As agressões eram frequentes e tinham nomes específicos. Um dos castigos aplicados era chamado de "readas", que consistia em chicotadas com um reio, um tipo de chicote geralmente usado em cavalos. Segundo relatos, quatro vítimas sofreram entre 15 e 25 chicotadas cada em determinadas ocasiões.
"Eu cheguei com 13 anos de idade. Estava na rua, em situação de vulnerabilidade, e pensando que estava me refugiando para ter uma ajuda, mas infelizmente vivi uma prisão por vários anos. Até hoje sou traumatizado por conta de tudo que vivi, por conta de abuso sexual e psicológico", declarou uma das vítimas à polícia.
Investigação identificou múltiplas vítimas em diferentes estados
O inquérito policial já identificou, até o momento, entre cinco e seis vítimas relacionadas aos crimes investigados. A partir do depoimento de uma das vítimas, outras pessoas foram identificadas e ouvidas, inclusive nos estados do Pará e do Ceará, demonstrando a abrangência do caso.
Segundo o delegado Sidney Oliveira, titular da Delegacia de Paço do Lumiar, a investigação começou após denúncias feitas por ex-fiéis e revelou práticas sistemáticas de violência. As agressões físicas e psicológicas também eram usadas como forma de pressão para a prática de abusos sexuais, conforme relatado pelas vítimas.

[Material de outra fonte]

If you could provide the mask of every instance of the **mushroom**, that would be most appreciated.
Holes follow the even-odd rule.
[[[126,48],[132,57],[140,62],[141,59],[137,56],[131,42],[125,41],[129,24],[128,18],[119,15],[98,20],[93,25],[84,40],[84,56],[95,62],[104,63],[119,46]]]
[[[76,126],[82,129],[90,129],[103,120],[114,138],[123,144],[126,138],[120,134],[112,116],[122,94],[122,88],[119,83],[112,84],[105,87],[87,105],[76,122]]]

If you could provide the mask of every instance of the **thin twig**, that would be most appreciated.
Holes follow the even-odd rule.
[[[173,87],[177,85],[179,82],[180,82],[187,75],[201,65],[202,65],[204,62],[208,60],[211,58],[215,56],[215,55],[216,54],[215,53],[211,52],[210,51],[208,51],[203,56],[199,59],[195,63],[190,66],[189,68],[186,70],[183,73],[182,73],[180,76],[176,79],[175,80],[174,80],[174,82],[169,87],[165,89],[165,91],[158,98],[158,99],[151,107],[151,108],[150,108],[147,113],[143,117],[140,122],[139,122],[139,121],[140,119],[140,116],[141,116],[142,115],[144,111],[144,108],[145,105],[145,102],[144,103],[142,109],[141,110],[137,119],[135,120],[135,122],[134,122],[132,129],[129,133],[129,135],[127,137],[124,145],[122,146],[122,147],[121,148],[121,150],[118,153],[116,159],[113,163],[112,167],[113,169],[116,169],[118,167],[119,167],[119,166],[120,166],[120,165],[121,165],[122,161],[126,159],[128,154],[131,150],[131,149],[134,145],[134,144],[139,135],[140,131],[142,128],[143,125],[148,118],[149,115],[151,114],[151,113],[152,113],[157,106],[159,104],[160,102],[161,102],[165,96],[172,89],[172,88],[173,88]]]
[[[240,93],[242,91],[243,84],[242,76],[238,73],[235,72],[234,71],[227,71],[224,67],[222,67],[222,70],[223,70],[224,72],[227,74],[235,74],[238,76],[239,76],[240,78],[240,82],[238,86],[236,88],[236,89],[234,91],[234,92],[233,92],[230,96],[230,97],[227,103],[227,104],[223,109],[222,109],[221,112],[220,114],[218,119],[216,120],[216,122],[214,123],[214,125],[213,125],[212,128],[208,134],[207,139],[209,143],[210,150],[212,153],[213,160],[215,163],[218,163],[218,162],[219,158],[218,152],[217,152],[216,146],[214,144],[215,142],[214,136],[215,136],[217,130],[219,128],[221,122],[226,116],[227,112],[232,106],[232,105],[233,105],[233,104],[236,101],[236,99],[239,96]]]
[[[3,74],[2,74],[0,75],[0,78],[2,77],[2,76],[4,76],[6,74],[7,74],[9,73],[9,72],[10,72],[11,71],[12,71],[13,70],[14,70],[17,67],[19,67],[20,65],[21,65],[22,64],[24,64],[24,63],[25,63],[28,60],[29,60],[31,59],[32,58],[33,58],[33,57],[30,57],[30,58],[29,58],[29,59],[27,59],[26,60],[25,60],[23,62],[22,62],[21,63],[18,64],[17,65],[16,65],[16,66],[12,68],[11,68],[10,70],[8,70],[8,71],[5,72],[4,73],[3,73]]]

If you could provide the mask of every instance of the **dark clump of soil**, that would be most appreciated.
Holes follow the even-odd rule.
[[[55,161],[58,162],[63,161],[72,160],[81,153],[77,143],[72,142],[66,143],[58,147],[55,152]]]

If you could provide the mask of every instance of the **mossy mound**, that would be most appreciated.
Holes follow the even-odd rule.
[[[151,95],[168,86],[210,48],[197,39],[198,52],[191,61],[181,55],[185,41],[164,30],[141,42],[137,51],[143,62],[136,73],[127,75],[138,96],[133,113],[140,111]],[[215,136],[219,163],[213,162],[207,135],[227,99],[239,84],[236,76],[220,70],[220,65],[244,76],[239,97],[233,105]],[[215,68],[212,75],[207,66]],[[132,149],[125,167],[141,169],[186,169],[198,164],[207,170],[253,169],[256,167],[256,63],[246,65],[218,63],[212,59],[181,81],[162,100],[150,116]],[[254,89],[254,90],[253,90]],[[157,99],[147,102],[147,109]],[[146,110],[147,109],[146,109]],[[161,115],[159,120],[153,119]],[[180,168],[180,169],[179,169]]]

"Se a gente não fizesse o que ele queria, a gente era punido. Ele deixava a gente de canto, fazia a gente ficar sem comer, fazia a gente apanhar se a gente não fizesse o desejo dele", afirmou uma das vítimas durante os depoimentos.
Pastor se referia a fiéis como "piões" e local de dormir como "baia"
A investigação aponta que o pastor se referia aos fiéis como "piões" e o local onde eles dormiam era chamado de "baia", em uma evidente desumanização dos membros da congregação. Os castigos eram aplicados sempre que alguém descumpria regras internas ou contrariava ordens do líder religioso.
Áudios atribuídos ao pastor indicam também a privação de comida como forma de punição. Em uma das gravações, ele afirma: "Até resolver a situação da bomba, estão sem comer". Prints de mensagens enviadas por uma das vítimas à TV Mirante mostram que o pastor dava ordens diretas, como "readas geral", e determinava quantos golpes cada fiel deveria receber.
Em nota, a defesa do pastor informou que, no momento, não pode se manifestar porque ainda não teve acesso aos autos da investigação. O caso continua sob apuração das autoridades policiais e judiciais do Maranhão.